最近、電車に乗ると気になることがある。それは、本を読んでいる人が意外に多いことだ。電車に乗って見渡すと、1車両に4~5人はいる。多いときには10人なんてときもある。なのに、まわりでは「活字ばなれ」という言葉が日常茶飯事にとびだしてくる。

雑誌は売れない、単行本も売れない、新聞の購読者は落ちている。まさに活字業界は不況である。関係者が顔をあわせると、「ダメだねぇ」が挨拶がわりだ。他人事ではない。私自身が大不況まっただなかで、増えるのは借金とため息の数ばかりである。

そんなご時世だとおもいこんでいたのに、電車に乗れば本を読んでいる人が少なくない。空いてても50人以上はいる乗客のなかの4人や5人が呼んでいたからといって、「本が読まれている」なぞというのはちゃんちゃらおかしい、という見方もあるかもしれない。しかし一頃は、あっちもこっちも携帯電話にゲーム機ばかり、あとは居眠り、といったぐあいで読書している人の姿は、とんと見かけなかった。

「電車で本を読む人」が増えた?

もちろん、私だけが気づいていなかったのかもしれない。しかし周囲の活字関係者に、この話をすると、かなりの割合で「ほんと?」と驚かれる。頭から信用しない、疑り深い人もいたりする。なぜなら、「活字ばなれ」が常識だと、みんなが思い込んでいるからだ。「活字ばなれ」が常識なのに電車で本を読んでる人がいてたまるものか、なのである。
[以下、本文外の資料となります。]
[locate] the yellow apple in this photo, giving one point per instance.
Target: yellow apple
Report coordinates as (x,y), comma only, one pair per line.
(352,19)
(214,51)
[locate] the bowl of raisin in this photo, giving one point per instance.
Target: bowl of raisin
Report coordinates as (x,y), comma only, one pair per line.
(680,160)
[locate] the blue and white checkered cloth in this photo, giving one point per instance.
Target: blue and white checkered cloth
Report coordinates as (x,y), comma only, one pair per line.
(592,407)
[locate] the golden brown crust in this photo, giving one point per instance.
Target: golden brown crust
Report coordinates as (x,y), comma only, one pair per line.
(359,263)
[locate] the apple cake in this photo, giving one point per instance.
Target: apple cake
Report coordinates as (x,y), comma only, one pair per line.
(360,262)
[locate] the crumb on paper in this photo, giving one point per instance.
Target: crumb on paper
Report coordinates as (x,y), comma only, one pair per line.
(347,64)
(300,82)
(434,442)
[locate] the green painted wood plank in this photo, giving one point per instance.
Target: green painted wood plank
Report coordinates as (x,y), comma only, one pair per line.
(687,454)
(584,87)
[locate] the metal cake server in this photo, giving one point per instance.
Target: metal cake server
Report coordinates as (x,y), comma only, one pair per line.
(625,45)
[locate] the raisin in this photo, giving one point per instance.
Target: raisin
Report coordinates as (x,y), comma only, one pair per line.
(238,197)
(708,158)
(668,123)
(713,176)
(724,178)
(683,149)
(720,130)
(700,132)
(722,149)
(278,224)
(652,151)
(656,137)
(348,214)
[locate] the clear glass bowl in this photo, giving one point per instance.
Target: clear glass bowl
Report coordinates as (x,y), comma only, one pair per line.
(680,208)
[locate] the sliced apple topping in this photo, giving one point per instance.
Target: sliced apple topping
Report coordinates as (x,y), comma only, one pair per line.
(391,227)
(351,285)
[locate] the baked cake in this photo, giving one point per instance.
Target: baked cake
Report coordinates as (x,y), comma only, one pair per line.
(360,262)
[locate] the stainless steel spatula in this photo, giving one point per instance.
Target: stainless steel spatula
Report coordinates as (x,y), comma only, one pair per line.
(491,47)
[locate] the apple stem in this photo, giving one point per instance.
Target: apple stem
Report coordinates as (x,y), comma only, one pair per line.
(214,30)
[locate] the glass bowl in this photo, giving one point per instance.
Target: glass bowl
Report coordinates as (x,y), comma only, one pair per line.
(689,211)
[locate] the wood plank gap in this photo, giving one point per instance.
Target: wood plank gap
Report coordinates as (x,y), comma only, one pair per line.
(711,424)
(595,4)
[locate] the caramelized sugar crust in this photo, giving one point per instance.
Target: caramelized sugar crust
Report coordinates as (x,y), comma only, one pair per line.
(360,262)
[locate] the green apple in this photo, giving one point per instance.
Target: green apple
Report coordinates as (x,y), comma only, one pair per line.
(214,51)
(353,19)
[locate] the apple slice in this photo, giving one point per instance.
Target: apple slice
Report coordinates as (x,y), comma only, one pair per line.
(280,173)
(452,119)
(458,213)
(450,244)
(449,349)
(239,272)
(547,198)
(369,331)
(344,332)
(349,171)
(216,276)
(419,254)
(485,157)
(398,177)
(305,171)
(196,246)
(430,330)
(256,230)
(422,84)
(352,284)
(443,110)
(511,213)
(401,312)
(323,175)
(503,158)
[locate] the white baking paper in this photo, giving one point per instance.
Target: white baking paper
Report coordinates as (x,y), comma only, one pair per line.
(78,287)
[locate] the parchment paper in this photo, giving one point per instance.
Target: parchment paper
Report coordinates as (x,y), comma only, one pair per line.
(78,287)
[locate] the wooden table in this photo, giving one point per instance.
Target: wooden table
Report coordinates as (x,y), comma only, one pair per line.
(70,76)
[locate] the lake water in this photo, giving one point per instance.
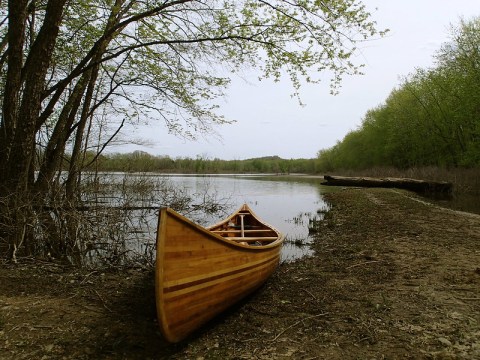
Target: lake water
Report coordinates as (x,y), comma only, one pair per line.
(287,203)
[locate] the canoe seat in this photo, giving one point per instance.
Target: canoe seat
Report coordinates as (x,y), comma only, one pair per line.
(251,239)
(239,231)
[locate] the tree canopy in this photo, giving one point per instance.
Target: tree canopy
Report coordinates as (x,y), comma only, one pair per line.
(431,119)
(73,73)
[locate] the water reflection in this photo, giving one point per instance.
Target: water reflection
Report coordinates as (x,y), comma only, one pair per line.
(289,204)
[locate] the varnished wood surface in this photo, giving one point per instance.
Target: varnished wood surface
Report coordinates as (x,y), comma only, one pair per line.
(200,273)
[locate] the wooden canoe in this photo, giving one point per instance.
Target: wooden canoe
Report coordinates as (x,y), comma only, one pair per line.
(200,271)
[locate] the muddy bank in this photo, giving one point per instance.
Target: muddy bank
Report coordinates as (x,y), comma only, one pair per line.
(392,277)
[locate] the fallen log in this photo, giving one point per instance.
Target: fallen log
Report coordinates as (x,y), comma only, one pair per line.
(421,186)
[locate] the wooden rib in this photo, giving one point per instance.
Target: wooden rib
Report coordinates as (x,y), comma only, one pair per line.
(239,231)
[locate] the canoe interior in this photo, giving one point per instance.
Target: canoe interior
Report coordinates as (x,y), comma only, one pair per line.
(200,273)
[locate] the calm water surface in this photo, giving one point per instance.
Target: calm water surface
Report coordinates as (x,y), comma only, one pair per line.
(288,203)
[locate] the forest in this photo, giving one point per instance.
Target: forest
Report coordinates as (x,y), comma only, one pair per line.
(139,161)
(74,73)
(432,119)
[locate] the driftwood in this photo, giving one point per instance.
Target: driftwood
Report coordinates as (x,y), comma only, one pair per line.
(401,183)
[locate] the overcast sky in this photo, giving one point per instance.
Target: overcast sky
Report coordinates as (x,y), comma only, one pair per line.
(270,122)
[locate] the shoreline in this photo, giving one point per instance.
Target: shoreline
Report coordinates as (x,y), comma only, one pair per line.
(392,275)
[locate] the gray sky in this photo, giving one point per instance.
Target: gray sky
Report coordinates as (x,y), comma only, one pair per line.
(270,122)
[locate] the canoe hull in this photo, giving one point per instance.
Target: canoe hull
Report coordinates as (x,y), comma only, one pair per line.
(200,274)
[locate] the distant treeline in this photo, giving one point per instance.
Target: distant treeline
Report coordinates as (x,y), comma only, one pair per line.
(432,119)
(140,161)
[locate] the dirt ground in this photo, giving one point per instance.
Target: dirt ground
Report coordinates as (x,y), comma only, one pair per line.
(392,278)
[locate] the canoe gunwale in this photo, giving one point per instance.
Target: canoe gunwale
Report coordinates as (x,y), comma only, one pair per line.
(235,243)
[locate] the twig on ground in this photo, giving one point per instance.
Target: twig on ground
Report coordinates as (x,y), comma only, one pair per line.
(295,324)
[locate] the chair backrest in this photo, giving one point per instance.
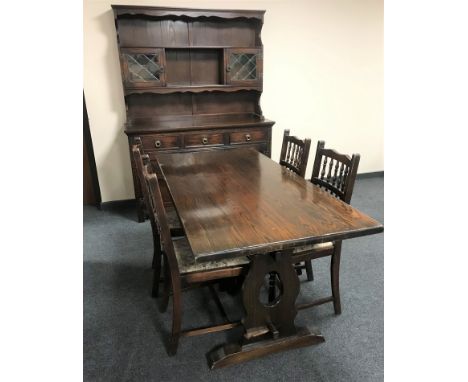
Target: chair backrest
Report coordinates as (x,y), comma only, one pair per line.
(294,153)
(159,215)
(140,161)
(335,172)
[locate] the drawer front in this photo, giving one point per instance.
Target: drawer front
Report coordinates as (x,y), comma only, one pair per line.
(200,140)
(262,147)
(248,136)
(160,142)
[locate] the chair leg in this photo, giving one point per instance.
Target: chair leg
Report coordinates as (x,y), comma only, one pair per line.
(335,277)
(156,273)
(271,288)
(164,301)
(309,270)
(176,319)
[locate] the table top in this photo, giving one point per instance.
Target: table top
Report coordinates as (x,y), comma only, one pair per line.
(239,202)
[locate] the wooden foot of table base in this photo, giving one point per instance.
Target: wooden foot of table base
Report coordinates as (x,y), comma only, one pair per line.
(231,354)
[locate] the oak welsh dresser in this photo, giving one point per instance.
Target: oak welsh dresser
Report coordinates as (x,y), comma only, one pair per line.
(192,80)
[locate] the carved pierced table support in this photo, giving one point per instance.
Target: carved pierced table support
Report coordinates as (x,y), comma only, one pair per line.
(269,327)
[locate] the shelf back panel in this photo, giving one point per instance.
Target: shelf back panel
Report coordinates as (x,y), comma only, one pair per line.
(148,105)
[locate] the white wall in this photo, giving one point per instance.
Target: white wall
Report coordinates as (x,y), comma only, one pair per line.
(323,79)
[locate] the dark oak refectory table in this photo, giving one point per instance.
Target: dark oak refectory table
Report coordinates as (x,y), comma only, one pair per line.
(239,202)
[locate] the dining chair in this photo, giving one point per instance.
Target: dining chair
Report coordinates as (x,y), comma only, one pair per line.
(294,153)
(336,174)
(175,226)
(181,269)
(295,156)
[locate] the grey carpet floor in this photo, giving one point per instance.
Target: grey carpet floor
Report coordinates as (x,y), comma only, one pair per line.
(124,332)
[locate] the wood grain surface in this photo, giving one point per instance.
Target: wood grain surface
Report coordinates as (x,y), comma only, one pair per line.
(240,202)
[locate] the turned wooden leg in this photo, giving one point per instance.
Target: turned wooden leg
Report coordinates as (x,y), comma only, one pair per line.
(271,287)
(335,277)
(176,321)
(157,258)
(140,210)
(164,301)
(156,277)
(309,271)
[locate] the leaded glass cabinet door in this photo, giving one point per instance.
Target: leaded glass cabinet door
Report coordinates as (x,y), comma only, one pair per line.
(143,67)
(244,66)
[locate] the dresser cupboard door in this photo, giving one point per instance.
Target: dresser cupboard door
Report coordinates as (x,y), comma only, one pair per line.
(143,67)
(244,66)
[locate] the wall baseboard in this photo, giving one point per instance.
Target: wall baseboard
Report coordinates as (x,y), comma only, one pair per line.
(131,203)
(118,204)
(366,175)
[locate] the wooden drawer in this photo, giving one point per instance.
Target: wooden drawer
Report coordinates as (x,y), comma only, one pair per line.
(262,147)
(248,136)
(200,140)
(160,142)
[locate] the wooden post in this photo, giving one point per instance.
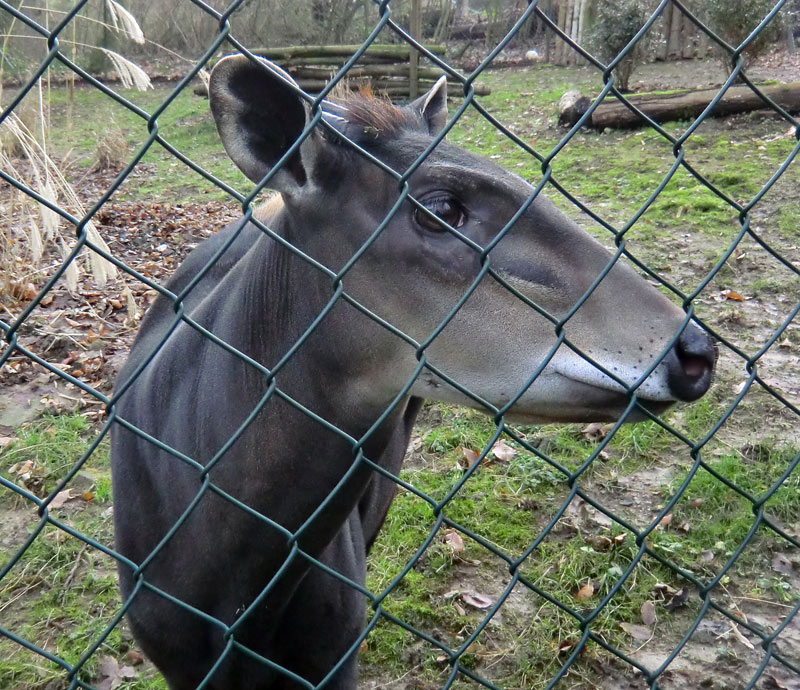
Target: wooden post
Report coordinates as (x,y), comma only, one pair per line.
(413,58)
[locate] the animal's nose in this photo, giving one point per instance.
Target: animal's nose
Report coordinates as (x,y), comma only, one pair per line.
(691,363)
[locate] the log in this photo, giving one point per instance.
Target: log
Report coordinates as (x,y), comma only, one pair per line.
(571,106)
(686,105)
(399,50)
(397,70)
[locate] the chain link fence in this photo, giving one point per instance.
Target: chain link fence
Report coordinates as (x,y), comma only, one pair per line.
(778,661)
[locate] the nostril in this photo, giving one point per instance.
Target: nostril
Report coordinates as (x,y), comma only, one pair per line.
(690,371)
(693,366)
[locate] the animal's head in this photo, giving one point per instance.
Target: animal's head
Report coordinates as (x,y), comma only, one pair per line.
(514,300)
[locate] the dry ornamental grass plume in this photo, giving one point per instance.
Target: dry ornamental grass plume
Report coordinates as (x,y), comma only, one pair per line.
(124,21)
(23,154)
(43,176)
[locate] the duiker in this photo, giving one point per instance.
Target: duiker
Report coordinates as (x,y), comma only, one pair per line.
(246,457)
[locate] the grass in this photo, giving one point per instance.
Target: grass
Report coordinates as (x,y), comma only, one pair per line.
(61,594)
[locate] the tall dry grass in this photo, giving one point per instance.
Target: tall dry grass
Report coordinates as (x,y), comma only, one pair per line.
(33,226)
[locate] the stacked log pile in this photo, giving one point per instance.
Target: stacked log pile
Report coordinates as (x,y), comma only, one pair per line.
(382,68)
(678,105)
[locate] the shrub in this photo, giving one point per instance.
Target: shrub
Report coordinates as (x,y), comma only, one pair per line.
(611,26)
(733,20)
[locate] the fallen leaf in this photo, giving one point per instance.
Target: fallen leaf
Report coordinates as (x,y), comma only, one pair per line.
(733,296)
(648,614)
(678,600)
(781,564)
(637,632)
(62,497)
(598,542)
(453,539)
(502,451)
(565,646)
(477,601)
(109,674)
(596,431)
(466,457)
(134,657)
(737,633)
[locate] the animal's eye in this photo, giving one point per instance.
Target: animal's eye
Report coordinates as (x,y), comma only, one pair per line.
(445,207)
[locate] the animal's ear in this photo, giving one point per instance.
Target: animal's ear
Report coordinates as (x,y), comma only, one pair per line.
(259,115)
(432,107)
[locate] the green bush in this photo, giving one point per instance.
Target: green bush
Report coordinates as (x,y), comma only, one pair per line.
(734,20)
(611,26)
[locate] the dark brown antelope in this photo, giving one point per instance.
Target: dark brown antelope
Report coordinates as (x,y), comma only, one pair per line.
(247,583)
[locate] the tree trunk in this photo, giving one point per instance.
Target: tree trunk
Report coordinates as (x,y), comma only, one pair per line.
(687,105)
(561,46)
(674,47)
(666,18)
(386,50)
(583,6)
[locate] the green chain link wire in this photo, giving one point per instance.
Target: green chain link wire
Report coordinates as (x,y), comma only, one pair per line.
(384,22)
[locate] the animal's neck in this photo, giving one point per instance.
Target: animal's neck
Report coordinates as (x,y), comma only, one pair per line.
(284,294)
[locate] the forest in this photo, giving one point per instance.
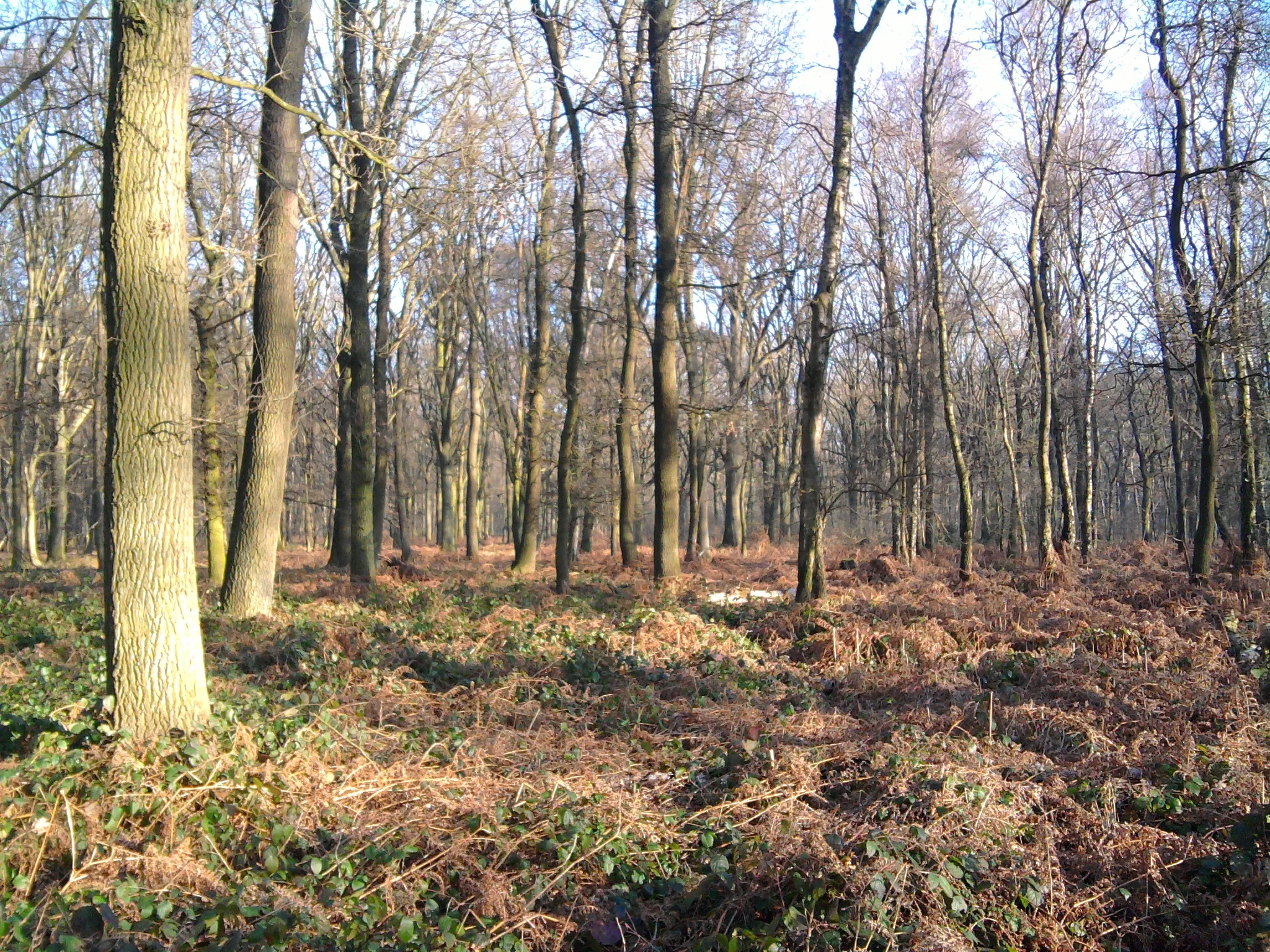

そんな人たちに私は、「電車に乗ったら確認してみてよ」というしかない。確認したかどうか聞いてはいないが、きっと少なからず驚いているだろう。確認していれば、の話だが・・・。

この「電車で本を読む人」が最近になって増えたのか、それとも私が気づかなかっただけなのか、そこのところはわからない。ただ、「本を読む人がいる」ことだけは確かなことである。「活字ばなれ」とはいっても、日本人の全部が活字から離れていってるわけではない。ということは、「活字ばなれ」を言い訳にはできないということだ。自分自身の大不況を、「活字ばなれ」にはできない。

ある先輩が少し前のメールで私に、「たいへんな状況になったが、おもしろいものを書いて売りに行こう、と思った」と書いてきた。正直、頭が下がった。思うに、この先輩には「電車で本を読む人」がみえていたのかもしれない。

電車に乗るたびに、「本を読む人」が気になる日々が続いている。ため息ばかりもついていられない。